Undergraduate Blog / Career Development

What I Learned about Communicating in the Workplace

Little did I know at the start of my internship that I would be completing tasks that would require the input of employees in numerous departments and, implicitly, my reaching out to them. I was in charge of creating an excel document that would calculate the total costs to the company for a given transaction. The costs that I had to take into account were not all so straightforward, thus I had to get the information from the respective departments that could estimate each cost. Here are the things I learned in this lesson on communication:

No matter how friendly of an environment the workplace may be, everyone is worried about their own work and not yours. People are consumed by their own tasks and deadlines. When you ask them for a piece of information, it may take a few days until you receive it and that’s because you are not a priority to them unless the orders came from upper management. Is this hostile? I would say not. Think about it, how annoyed would you be of the coworker nearby asking you twice a day for a set of numbers that, to you, have no value? I am not saying that my coworkers were rude; they were simply prioritizing their to-do list and my requests were not at the top.

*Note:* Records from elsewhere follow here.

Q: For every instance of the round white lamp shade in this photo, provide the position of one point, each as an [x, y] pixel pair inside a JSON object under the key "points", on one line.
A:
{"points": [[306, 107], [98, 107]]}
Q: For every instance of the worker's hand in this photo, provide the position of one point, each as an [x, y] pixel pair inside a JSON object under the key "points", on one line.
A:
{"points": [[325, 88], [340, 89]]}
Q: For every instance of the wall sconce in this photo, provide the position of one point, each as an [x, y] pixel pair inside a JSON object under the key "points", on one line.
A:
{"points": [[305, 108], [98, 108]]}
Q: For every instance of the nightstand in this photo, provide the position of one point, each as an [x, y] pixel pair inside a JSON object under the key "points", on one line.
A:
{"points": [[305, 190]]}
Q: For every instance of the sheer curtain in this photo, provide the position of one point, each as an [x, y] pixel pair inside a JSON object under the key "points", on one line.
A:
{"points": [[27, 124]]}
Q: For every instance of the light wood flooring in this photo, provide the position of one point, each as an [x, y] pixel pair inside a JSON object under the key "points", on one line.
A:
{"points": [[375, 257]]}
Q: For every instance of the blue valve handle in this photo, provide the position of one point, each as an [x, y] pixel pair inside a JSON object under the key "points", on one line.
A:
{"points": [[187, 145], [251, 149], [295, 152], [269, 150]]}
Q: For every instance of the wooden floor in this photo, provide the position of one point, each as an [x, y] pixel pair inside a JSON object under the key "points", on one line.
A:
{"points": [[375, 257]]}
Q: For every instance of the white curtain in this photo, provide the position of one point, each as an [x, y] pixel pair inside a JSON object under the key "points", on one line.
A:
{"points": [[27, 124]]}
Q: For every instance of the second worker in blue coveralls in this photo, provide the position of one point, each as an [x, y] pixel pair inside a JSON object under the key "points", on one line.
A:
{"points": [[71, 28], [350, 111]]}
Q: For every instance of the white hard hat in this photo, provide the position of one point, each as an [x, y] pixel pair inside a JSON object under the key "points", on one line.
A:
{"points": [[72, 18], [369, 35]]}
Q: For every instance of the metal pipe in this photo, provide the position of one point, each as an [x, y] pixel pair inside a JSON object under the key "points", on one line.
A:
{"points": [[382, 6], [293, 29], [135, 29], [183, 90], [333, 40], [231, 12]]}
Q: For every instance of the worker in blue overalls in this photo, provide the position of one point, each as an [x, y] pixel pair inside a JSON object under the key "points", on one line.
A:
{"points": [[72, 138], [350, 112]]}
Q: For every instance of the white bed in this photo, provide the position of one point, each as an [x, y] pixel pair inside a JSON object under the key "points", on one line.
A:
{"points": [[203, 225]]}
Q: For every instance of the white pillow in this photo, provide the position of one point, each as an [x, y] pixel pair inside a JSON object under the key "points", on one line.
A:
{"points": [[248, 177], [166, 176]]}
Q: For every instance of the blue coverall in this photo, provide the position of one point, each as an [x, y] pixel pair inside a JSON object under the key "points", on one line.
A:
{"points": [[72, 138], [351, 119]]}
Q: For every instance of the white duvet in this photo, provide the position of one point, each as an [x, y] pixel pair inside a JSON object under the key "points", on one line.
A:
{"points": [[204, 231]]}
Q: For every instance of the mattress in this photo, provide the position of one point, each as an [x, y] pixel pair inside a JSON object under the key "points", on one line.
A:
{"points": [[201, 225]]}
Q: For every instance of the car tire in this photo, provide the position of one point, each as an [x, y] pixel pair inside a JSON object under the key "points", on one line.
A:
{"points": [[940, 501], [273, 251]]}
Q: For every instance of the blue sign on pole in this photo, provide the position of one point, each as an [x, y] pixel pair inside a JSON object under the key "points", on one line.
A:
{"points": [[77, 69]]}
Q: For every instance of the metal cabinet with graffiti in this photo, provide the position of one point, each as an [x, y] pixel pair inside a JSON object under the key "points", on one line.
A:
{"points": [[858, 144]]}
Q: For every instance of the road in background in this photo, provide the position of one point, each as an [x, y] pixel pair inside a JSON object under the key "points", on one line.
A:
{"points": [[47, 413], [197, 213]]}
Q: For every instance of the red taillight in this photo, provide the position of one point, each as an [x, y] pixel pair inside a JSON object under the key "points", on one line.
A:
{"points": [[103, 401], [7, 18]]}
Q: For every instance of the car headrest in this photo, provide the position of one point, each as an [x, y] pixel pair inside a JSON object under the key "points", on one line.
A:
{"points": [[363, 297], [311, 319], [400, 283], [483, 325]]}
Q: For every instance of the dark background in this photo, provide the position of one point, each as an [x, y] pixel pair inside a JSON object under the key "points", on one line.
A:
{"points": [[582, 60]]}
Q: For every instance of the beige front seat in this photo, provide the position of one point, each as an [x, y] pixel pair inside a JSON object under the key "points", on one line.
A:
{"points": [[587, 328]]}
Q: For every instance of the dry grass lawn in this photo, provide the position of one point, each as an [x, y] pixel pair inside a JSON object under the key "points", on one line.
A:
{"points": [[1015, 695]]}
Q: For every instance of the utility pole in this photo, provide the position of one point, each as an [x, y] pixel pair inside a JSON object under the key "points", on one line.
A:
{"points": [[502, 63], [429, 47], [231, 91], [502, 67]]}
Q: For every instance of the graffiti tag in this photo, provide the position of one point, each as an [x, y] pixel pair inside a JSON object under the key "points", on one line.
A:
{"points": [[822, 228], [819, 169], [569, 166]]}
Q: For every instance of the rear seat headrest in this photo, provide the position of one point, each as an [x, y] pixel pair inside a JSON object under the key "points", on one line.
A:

Aside from a lag in the flow of information coming from fellow coworkers, I noticed a dimension of dependency of the information necessary. What I mean by this is that some information has no value by itself; it either needs a supplement, or it needs to be verified by someone, or it needs to be processed through a certain system. Many times, the raw information comes from one source, or department, and the additional screening or supplement is fed by a different one. This means there are multiple employees needed to get the information needed. And considering that everybody is prioritizing their own work, it becomes difficult to coordinate everyone to play their part in delivering the information –one person might be ready to give you what you need, but the other might not have any time for you and you must wait a whole lot more to get what you need.

Lastly, and most importantly, I learned to not take personally my coworkers putting me off. Especially as an intern, I first thought that I was being dismissed and forced to wait because I was the new guy in the office as well as the youngest one. But over the weeks I started to observe that I am not the only victim of the bottlenecks of communication. The most important thing to remember when dealing with others in the workplace is that nobody, for the most part, is out to make your job harder on purpose; people are simply consumed by their own job and everything that it implies for them. You must be confident in your abilities and not be influenced by the notion that others don’t want to work with them –it’s not true.